On June the 23rd 2016, the British public went to the polls to have their say on whether they wished the United Kingdom to remain part of the European Union or whether it should leave. In an outcome that shocked many observers, analysts, members of the public and politicians, 51.9% of the voters chose to leave the EU.
What was seen as a surprise for many analysts was, in fact, in long time making. Euroscepticism has been part of the British political and social landscape since before the UK joined what was then the European Communities. Even after joining the union, its status as an “awkward partner” persisted amidst an air or growing mutual suspicion. Amidst rising immigration levels, stagnating incomes in many parts of the UK, struggling infrastructure and concerns about the overreach of the EU, Euroscepticism became a powerful enough force to result in a major shift in Britain’s future relations.
This paper seeks to answer how the British foreign policy will look like in the post-Brexit era. As the British Government has been tight-lipped on its future policy decisions, this paper instead looks at historic relations, pre-existing trends and future indicators in order to determine a trajectory for British foreign policy.
The conclusion reached by this paper is that the British foreign policy in the post-Brexit era will be a lot more inward looking as the British Government mobilises to meet internal challenges associated with Brexit. The next two years, in particular, will see the British Government putting all its energies into getting a positive outcome from its negotiations with the EU and retaining as many rights as possible with regards to trade, immigration and border control. As a result, it will deprioritise relations that are not of immediate political or economic benefits to the UK and are not grounded in a historic foundation that can be built upon quickly.
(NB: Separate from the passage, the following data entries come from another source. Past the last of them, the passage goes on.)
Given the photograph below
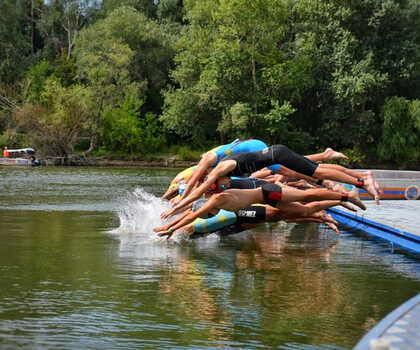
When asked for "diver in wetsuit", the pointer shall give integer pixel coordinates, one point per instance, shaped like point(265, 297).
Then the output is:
point(242, 164)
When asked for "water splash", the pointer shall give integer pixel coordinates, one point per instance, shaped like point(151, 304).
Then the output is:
point(140, 212)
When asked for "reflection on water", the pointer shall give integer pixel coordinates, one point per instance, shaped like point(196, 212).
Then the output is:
point(81, 268)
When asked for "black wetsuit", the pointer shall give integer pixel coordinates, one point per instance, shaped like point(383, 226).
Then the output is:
point(246, 183)
point(249, 162)
point(254, 214)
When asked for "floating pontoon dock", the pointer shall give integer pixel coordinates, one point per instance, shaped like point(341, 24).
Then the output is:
point(394, 233)
point(396, 184)
point(399, 330)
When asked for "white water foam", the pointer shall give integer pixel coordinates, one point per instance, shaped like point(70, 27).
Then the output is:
point(140, 212)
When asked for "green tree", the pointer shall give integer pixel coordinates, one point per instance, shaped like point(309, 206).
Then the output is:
point(401, 131)
point(16, 44)
point(56, 123)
The UK will try to build relations with the United States whose President Donald Trump has supported Brexit. But the two countries have vastly-divergent notions of what they want out of Brexit and the world. Similarly, they have significantly divergent threat perceptions regarding China and Russia and this will constrain what their relationship is capable of, forcing the UK to balance between different partners while retaining the “special relationship” with the US.
The UK’s economic partnerships with the Gulf will expand. UK has historic and growing economic links with the Gulf and these links have remained stable and predictable over the decades. As these are qualities that the UK could use in the post-Brexit era, partnerships with the Gulf will remain.
Its relations with a number of countries, such as Turkey and Iraq, are mired in rapid shifts and contradictions and it will be difficult to determine how they progress. In recognising the UK’s interests and preferred outcomes, these countries can engineer a foreign policy that is more favourable to them.
Meanwhile, a number of issues remain unknown and could have significant impacts on post-Brexit foreign policy of the UK.
Internally, the British Government will be forced to deal with the independence calls within its own body, with regards to Scotland, Northern Ireland and Wales, ensuring that they remain part of the wider UK. Should the independence of these parts take place, Westminster, now controlling England alone, will find itself constrained severely in economic and political terms.
Externally, Eurosceptic and anti-establishment parties and movements across the EU will continue to make waves. Although their candidates have been defeated in Netherlands and Austria and will likely be defeated in Germany, the popularity they gained should not be underestimated. They still remain potent in France and Italy where elections near and the outcomes of these elections will have a significant impact on how the EU behaves. While a weaker EU will provide short-term benefits to the UK, sustained instability and the spill-over of the instability will cause detriments to the UK in the medium-to-long term.
Regardless of the outcome, Brexit and its aftermath will take British foreign policy into uncharted territories.